[ weird things ] | so whose anti-science is really worse?

so whose anti-science is really worse?

Pseudoscience on the left may not be as dangerous or pervasive as on the right. But it's still there and still a major problem.
vanishing gods
Illustration by Yang Xueguo

Over at Bad Astronomy, Phil Plait is irked by the counterpoint that anti-science attitudes permeate the Left just as they do the Right, calling it false equivalence. Certainly it’s not like liberals have no unscientific views and the bedrocks of anti-vaccination sentiment reliably tend to be highly educated liberal towns, and yes they have a thing for quantum woo and post-modernist pretentions but could you really compare them to the organized and deliberate efforts of creationists and religious fundamentalists on the warpath?

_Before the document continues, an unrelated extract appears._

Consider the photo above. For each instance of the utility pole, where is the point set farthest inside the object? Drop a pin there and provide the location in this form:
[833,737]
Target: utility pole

After all, it’s not like there are groups of people in white flowing robes attending meetings in liberal districts to deride school boards for the blasphemy of teaching their children “the left-brain arrogance of science” instead of “the story of how they were created by Mother Earth as spiritual manifestations” from whatever dimension is all the rage nowadays, so the conservative fundamentalists must be worse, right? Well, no, not exactly. Comparing the anti-scientific attitudes of different cultures isn’t really all that straightforward and there isn’t a simple mitigating factor to use as a trump card in declaring the greater or lesser evil. And in this case, the issue is primarily about focus.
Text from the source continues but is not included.